Picture this: Your teen parks on a busy street, turns off the vehicle and opens the door.


A bicyclist crashes straight into your teen’s open door, suffering serious injuries. Unlikely as this may seem, it’s a real risk. Thankfully, the far hand reach can prevent this danger and help your teen safely share the road, even after parking. Here’s how you can teach it in four easy steps.

  1. Reach with your far hand

    After parking, drivers instinctively reach for the door handle with their closest hand. Instead, the far hand reach has you, well, reach for the door handle with your other hand, the one further from the door.

  2. Check your mirror and over your shoulder

    Reaching with your far hand forces your body to turn, pointing your gaze toward the driver’s side mirror. This gives you the opportunity to look in your mirror and over your shoulder to see if anyone – a bicyclist, skateboarder, pedestrian or even another vehicle – is approaching.

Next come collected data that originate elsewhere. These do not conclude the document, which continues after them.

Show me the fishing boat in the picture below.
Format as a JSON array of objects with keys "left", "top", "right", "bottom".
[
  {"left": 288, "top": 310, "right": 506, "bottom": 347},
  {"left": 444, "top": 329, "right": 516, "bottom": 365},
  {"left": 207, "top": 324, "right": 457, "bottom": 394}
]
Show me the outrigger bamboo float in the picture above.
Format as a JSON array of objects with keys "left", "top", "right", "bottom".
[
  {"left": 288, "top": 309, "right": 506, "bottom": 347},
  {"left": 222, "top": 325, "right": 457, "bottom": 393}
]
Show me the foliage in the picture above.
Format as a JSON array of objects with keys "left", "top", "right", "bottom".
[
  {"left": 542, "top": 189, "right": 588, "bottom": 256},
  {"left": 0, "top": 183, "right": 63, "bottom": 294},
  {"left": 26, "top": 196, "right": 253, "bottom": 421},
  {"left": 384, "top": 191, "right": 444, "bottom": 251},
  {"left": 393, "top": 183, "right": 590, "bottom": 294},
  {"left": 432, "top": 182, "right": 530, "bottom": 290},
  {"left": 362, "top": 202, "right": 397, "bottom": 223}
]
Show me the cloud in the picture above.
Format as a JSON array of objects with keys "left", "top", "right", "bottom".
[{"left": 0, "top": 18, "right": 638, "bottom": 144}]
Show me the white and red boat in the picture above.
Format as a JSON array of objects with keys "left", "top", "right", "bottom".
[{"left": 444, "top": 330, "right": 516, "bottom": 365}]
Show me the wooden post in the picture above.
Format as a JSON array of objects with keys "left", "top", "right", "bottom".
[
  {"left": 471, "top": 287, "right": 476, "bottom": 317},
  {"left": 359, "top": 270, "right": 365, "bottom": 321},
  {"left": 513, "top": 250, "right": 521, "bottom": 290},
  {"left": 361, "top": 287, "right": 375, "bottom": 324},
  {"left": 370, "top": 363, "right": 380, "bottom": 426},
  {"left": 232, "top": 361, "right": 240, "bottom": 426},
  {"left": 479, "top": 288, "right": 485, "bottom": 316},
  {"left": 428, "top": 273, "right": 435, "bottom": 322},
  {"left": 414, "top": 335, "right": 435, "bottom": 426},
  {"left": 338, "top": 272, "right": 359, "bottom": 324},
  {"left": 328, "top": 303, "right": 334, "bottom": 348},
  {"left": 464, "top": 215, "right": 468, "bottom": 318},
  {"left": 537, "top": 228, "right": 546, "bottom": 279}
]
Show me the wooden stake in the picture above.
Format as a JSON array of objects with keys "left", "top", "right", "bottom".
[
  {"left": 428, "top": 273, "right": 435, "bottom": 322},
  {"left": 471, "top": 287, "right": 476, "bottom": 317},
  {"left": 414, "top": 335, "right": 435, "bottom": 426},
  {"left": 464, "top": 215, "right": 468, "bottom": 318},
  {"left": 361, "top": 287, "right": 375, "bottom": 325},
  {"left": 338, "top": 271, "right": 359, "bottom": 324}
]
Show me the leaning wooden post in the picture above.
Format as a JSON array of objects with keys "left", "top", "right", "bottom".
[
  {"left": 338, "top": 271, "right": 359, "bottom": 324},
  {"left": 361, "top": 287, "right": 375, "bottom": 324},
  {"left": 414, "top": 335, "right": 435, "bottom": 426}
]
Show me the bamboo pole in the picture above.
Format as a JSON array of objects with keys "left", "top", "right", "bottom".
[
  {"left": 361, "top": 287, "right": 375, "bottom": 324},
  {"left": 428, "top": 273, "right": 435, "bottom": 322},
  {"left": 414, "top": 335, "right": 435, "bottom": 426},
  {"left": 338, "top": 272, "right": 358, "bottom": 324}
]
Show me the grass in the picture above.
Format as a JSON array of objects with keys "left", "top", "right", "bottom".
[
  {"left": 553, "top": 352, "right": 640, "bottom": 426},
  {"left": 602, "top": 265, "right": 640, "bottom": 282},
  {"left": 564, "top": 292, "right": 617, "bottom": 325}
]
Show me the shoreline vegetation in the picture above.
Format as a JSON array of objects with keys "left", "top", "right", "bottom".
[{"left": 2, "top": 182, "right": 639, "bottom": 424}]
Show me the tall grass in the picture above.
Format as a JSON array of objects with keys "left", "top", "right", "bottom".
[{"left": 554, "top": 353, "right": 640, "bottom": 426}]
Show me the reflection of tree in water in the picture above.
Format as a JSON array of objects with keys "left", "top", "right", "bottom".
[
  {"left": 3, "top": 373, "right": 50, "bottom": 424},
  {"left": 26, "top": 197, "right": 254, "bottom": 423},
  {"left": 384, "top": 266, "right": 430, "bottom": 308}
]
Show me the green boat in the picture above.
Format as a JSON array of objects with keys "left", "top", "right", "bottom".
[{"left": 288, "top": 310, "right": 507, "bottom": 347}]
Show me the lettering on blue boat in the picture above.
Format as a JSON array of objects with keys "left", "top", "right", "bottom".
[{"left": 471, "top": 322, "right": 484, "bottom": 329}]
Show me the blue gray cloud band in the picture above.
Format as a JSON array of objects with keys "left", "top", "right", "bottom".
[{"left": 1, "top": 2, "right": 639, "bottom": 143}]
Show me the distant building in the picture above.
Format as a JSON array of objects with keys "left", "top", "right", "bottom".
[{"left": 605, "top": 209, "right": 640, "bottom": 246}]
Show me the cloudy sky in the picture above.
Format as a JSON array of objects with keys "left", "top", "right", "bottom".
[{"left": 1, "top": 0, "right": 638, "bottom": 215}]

  3. Wait for traffic to pass

    If the coast isn’t clear, it’s best to wait for traffic to pass. Even if there are no bicyclists nearby, other vehicles may be driving especially close to the parked cars. As a precaution, teach your teen to wait in the vehicle until the road is completely clear.

  4. Exit slowly

    Once your teen is ready to exit the vehicle, teach him or her to do so slowly, ensuring everyone around can see that they’re exiting. Not only does this help prevent your teen from creating a hazard for other road users, it will also serve as a reminder when he or she rides a bike.

‘Doorings’ and similar dangers can pop up at any moment, but expecting them and having a plan can help avoid this risk. Use a ribbon or other reminder on the door handle to help your teen remember the far hand reach and practice it yourself, as well, to set the example!